- Type: Rifle
- Place of origin: United States

Production history
- Designer: L.R. Crittendon, E.W. Hailston
- Manufacturer: Remington Arms
- Produced: 1957–2020

Specifications
- Mass: 5.75 lb (2.61 kg)
- Length: 40 in (100 cm)
- Barrel length: 22 in (56 cm)
- Cartridge: .22 Short, .22 Long, .22 LR

= Remington Model 552 =

The Remington Model 552 Speedmaster is a blow-back operated, self-loading, semi-automatic rifle that can fire .22 Short, .22 Long and .22 long rifle cartridges. Ammunition is fed from a tubular magazine under the barrel.

==History and Features==
Designed by Remington engineers L.R. Crittendon and E.W. Hailston, and first introduced in 1957, the model 552 features a self-loading, blowback action featuring a low profile left-side bolt handle that lends itself to a clean receiver appearance and slender profile. The rifle is equipped with both open sights and a 3/8" (9.5 mm) dovetail rail for mounting a scope and a safety on the trigger guard. The Speedmaster was manufactured from 1957 to 1988 in a standard model.
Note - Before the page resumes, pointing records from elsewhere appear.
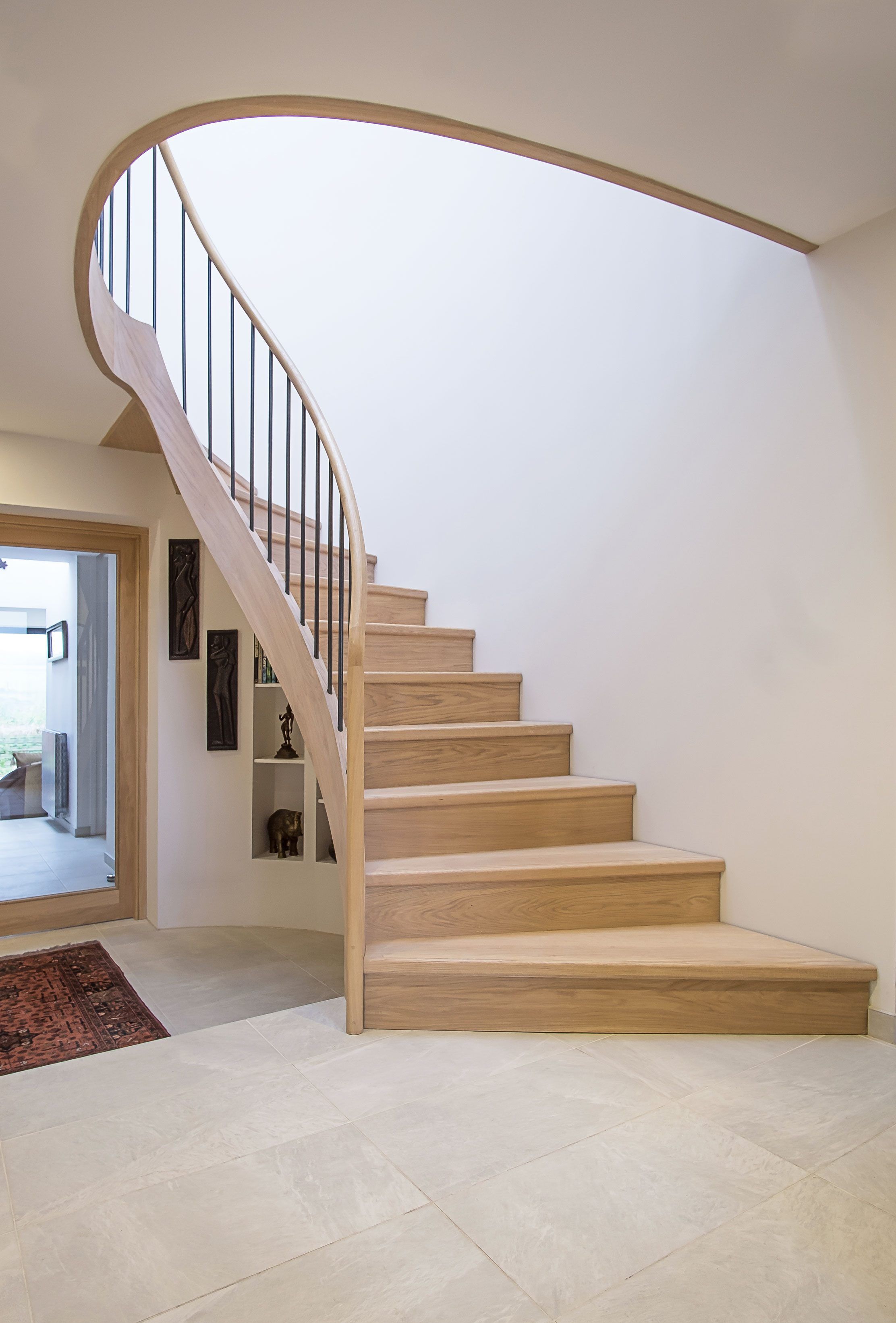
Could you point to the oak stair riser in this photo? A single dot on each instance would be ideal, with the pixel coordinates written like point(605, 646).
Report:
point(616, 1006)
point(496, 823)
point(432, 699)
point(448, 757)
point(461, 910)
In 1966 Remington offered this rifle with a special stamping of the company's 150th anniversary on the left side of the receiver.
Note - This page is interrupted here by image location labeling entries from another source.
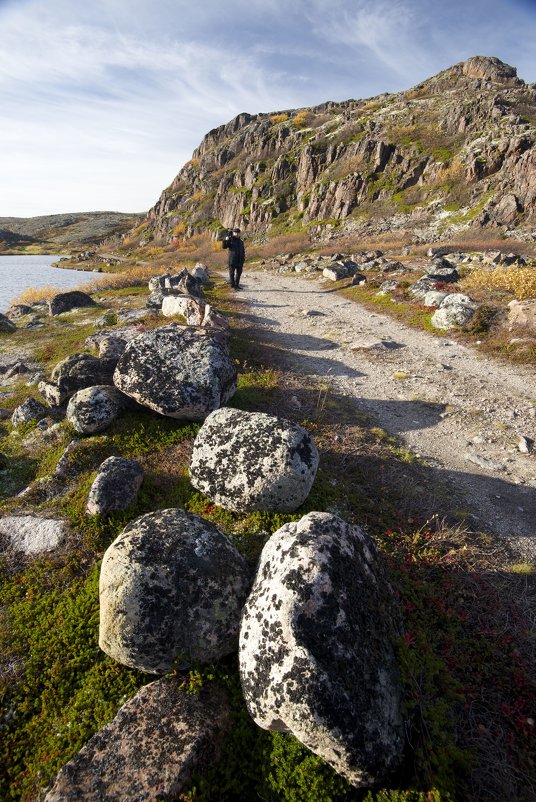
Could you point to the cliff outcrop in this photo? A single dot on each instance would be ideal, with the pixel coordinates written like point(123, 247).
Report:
point(457, 150)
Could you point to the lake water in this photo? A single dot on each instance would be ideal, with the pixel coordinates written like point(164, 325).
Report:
point(19, 272)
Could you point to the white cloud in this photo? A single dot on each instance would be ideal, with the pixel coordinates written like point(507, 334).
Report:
point(102, 101)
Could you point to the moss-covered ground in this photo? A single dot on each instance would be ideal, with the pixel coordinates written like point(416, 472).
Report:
point(465, 657)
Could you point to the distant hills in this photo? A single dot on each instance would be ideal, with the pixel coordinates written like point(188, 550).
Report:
point(83, 228)
point(457, 151)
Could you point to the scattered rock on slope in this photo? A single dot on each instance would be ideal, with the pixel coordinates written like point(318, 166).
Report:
point(247, 461)
point(151, 748)
point(316, 647)
point(171, 588)
point(115, 487)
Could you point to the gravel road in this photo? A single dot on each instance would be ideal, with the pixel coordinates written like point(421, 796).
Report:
point(466, 415)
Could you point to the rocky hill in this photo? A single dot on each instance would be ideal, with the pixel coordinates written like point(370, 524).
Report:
point(455, 151)
point(65, 229)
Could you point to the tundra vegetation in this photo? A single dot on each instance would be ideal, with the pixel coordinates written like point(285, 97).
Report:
point(312, 182)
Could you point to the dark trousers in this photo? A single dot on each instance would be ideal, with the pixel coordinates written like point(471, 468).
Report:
point(234, 275)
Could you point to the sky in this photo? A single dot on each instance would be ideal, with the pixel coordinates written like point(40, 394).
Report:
point(102, 101)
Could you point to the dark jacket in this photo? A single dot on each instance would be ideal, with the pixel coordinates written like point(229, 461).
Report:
point(237, 252)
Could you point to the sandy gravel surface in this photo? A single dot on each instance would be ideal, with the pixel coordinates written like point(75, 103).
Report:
point(462, 413)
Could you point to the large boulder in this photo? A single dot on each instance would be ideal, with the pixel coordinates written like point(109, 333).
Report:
point(151, 749)
point(247, 461)
point(178, 371)
point(316, 647)
point(75, 373)
point(65, 301)
point(192, 309)
point(115, 487)
point(171, 589)
point(30, 534)
point(93, 409)
point(28, 411)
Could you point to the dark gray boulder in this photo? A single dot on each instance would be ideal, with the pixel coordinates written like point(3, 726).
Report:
point(28, 411)
point(171, 590)
point(66, 301)
point(316, 647)
point(151, 749)
point(6, 325)
point(93, 409)
point(178, 371)
point(115, 487)
point(247, 461)
point(74, 373)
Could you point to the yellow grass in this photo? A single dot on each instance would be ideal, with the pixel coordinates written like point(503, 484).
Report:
point(520, 281)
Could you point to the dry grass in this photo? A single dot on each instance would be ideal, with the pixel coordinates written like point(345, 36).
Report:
point(520, 281)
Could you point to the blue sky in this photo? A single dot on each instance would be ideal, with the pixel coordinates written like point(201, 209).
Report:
point(102, 101)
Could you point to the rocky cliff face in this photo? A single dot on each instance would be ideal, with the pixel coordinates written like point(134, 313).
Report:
point(456, 150)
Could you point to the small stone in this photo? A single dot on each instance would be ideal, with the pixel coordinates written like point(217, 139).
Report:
point(484, 462)
point(30, 410)
point(525, 444)
point(115, 487)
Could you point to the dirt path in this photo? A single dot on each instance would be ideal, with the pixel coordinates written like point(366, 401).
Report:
point(462, 413)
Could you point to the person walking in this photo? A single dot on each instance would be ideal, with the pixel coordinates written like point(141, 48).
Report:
point(237, 256)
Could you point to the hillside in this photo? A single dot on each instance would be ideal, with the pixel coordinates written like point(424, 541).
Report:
point(65, 229)
point(453, 152)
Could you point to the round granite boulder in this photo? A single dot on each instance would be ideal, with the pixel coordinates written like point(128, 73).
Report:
point(317, 655)
point(115, 487)
point(93, 409)
point(28, 411)
point(171, 590)
point(178, 371)
point(245, 461)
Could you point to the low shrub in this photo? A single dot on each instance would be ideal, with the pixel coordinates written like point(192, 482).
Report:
point(520, 281)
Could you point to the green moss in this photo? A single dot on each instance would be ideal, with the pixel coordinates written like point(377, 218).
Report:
point(63, 688)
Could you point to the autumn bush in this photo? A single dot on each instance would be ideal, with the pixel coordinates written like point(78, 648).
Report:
point(520, 281)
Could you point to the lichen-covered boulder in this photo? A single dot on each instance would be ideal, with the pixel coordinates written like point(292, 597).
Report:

In 1991, the walnut butt stock of the BDL Deluxe version was altered to incorporate a Monte Carlo comb to improve cheek weld when using the rifle with a telescopic sight, while the impressed checkering on the butt stock and forearm was changed to machine-cut checkering. in 2017, after complaints that the Monte Carlo comb made the rifle difficult to use with open sights, Remington returned to a straight comb stock design for current production BDL rifles.

The Speedmaster was produced until 2020 in an upgraded "BDL" model, featuring a checkered walnut butt stock and forearm with a gloss finish.